The resolution ON STUDENT RIGHTS TO RELIGIOUS LIBERTY draws from the Declaration of Independence, the U.S. Constitution and opinions of the U.S. Supreme Court to reaffirm “the rights of students to religious freedom” and “to exercise their religious beliefs on all public school campuses,” which include elementary and secondary schools as well as colleges and universities.
The statement acknowledges the legal obligation of these schools “to help preserve the religious freedom of students,” but also recognizes that “a growing number” of them “are limiting or prohibiting students’ rights to religious speech and expression.”
The resolution follows state legislation passed and signed into law this year requiring public colleges and universities to ensure free speech on their campuses. Act 666 requires these schools to spell out free speech rights, publicize those rights in student handbooks and on school websites and make clear that disagreeable opinions will not be censored. The legislation did not include public elementary and secondary schools.
ON PREDATORY PAYDAY LENDING addresses a critical issue for families facing “a sudden expense or financial or other short-term financial need and lacking assets to offer as security for a traditional loan.”
Payday lending, typically loans of $350 or less with high percentage interest rates for two-week periods, can be an important source of emergency funds in these cases. However, the practice can trap borrowers in an endless cycle of two-week loans.
The resolution emphasizes the biblical principle of paying one’s debt and equally underscores the Scripture’s instruction to protect the poor from exploitation, in condemning predatory payday lending, and calling for churches to offer financial education and training and for government leaders to investigate and pass policies to further protect financially vulnerable Louisianans from exploitation.

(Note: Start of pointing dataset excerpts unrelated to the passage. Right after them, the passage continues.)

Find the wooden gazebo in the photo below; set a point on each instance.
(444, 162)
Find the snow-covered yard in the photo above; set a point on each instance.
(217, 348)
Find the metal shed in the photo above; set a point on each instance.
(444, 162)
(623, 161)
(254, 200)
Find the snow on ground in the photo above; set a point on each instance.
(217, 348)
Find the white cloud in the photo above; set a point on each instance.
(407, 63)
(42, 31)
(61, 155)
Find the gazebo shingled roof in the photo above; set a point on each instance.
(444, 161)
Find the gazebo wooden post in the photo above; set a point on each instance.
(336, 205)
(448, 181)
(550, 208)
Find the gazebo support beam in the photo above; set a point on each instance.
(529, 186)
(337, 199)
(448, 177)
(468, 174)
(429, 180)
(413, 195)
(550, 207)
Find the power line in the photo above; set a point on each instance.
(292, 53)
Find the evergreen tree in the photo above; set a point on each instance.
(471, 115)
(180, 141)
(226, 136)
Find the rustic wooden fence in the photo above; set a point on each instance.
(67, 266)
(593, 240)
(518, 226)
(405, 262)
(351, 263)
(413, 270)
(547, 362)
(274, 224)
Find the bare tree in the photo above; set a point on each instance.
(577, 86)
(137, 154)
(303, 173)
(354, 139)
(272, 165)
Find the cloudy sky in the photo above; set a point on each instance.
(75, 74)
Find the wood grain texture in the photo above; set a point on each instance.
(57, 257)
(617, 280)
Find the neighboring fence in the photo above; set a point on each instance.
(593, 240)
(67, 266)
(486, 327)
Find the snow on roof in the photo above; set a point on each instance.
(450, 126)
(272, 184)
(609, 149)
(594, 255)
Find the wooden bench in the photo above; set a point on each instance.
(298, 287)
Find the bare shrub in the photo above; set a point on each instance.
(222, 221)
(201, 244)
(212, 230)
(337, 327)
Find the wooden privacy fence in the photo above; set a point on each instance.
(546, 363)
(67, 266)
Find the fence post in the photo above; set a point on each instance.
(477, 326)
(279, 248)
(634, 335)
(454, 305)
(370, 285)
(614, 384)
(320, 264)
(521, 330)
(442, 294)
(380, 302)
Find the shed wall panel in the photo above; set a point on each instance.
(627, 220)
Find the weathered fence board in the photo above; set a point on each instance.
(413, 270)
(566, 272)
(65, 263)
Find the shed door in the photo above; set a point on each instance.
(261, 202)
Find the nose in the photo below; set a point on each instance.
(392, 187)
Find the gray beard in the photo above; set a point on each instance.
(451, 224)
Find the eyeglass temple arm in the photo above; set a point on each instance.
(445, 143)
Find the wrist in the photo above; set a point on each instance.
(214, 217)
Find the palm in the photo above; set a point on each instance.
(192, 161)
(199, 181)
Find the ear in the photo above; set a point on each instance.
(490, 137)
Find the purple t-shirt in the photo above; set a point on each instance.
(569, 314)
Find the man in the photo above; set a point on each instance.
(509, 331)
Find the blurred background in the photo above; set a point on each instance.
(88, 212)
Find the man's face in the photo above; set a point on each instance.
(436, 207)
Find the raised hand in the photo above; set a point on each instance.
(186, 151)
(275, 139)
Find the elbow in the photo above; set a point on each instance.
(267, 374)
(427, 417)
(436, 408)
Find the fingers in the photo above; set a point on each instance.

Finally, the committee drafted a resolution, ON THE GOSPEL AND IMMIGRATION, based on a 2011 SBC resolution with the same name, but heavily edited by the committee. The committee felt led to speak to the issue following the Southern Baptist messengers’ vote this summer to approve a resolution about immigration.
The measure avoids language about “appropriate restitutionary measures,” in the 2018 and 2011 SBC resolutions. But it restates the call in both “to secure the borders” and “hold businesses accountable” for hiring illegal immigrants, while asking the government to implement “a carefully considered path to legal status, and not amnesty, for those undocumented immigrants already living in our country.”
Importantly, the statement acknowledges possible disagreements among Louisiana Baptists about how to achieve public policy regarding immigration. However, it also offers agreement that “when it comes to the Gospel of Jesus Christ, the message, in every language and to every person, is ‘Whosoever will may come.’”
Cullen Clark, pastor of First Baptist Church, Crowley, is chairman of the Resolutions Committee, and Clark Palmer, pastor of Faith Baptist Church, Tioga, is vice chairman. Other members are Tommy French, pastor emeritus, Jefferson Baptist Church, Baton Rouge; Larry Johnson, pastor of Crossroads Community Church, Kenner; Steve McAlister, pastor of Westside Baptist Church, Natchitoches; Kayla Muller, member of Williams Boulevard Baptist Church, Kenner; Terry Young, pastor of Airline Baptist Church, Bossier City; Waylon Bailey, pastor of First Baptist Church, Covington (ex officio); George Guillory, pastor of Glen Oaks Baptist Church, Baton Rouge (ex officio); and, Jason Hoychick, pastor of Westview Baptist Church, DeRidder (ex officio).